The Bangladesh High Court issued a stay this week on implementation of the Bangladesh Accord for Building and Fire Safety 2018, a renewed agreement between European fashion brands and trade unions in the country’s garment industry, saying it was signed without the approval of the government.
Justices Quazi Reza-Ul Hoque and Mohammad Ullah issued the order after hearing a writ petition filed by Bangladesh National Garment Workers Employees League challenging the legality of the implementation of the Accord 2018 agreement, according to The Daily Star newspaper in Bangladesh.
The stay is in effect until May 15, 2018. The court gave the Bangladesh Accord Foundation, the Labor Ministry and the chief inspector at the Department of Inspection for factories and establishments four weeks to respond to the ruling.
This new Accord, the second after the initial program took shape in May 2013, was signed on June 21 this year and is scheduled to go into effect in May 2018 (which is with the original Accord expires) and be in place for three years.

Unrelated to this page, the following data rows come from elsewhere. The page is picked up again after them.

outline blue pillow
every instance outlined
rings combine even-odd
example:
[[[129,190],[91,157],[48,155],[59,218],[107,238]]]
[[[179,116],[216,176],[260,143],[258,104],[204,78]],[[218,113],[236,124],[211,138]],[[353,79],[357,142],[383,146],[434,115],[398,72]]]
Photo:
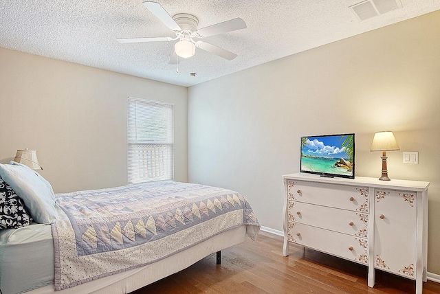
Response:
[[[0,229],[26,227],[32,222],[23,200],[0,177]]]
[[[0,163],[0,177],[23,199],[36,223],[53,223],[56,215],[55,196],[49,182],[23,164],[11,163]]]

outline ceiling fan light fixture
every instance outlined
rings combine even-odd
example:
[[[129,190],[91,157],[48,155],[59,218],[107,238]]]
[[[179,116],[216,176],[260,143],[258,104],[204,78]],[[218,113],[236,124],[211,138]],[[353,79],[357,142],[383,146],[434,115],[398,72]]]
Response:
[[[174,45],[176,54],[182,58],[191,57],[195,53],[195,45],[188,41],[179,41]]]

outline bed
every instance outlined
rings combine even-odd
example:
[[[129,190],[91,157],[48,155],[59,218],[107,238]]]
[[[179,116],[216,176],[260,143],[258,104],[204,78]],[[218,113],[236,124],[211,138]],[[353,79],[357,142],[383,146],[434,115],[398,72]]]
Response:
[[[17,169],[26,177],[8,173]],[[162,181],[52,196],[28,168],[0,164],[0,177],[36,218],[0,229],[2,294],[129,293],[254,239],[260,228],[246,199],[227,189]],[[48,190],[48,199],[28,198],[21,186],[29,177],[40,181],[30,190]]]

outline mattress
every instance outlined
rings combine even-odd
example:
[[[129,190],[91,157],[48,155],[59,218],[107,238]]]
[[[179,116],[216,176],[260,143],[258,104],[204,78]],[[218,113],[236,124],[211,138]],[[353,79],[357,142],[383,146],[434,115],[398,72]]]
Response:
[[[34,223],[0,230],[0,279],[3,294],[19,293],[53,282],[50,225]]]
[[[0,231],[0,264],[3,267],[5,256],[10,254],[11,257],[6,258],[7,262],[10,262],[10,266],[14,266],[7,273],[1,273],[3,278],[0,286],[3,294],[23,292],[28,294],[129,293],[184,269],[210,253],[239,244],[245,240],[245,236],[246,226],[243,225],[159,262],[55,291],[53,244],[47,246],[47,242],[52,242],[50,227],[35,224],[17,229],[2,230]],[[20,240],[23,240],[25,245]],[[30,247],[36,244],[38,249],[33,249],[30,251]],[[14,258],[21,256],[22,258],[19,260],[13,261]]]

Bangladesh’s garment factory owners have objected to the new agreement, and the government is supporting the owners.
The agreement has so far been signed by Kmart Australia, Target Australia, Primark, H&M, Inditex, C&A, Otto, KiK, Aldi South, Aldi North, Lidl, Tchibo, LC Waikiki and Helly Hansen. Another eight brands have committed to signing it.
[Read more about problems in Bangladesh: Bangladesh Textile Factory Fire Claims Six Lives]
Global unions IndustriALL and UNI recently called on fashion brands to sign the second Accord, saying extension of the Accord is the “only credible way” to prevent life-threatening hazards in garment factories in Bangladesh. The original accord came about following the tragic Rana Plaza fire that killed more than 1,100 people in April 2013.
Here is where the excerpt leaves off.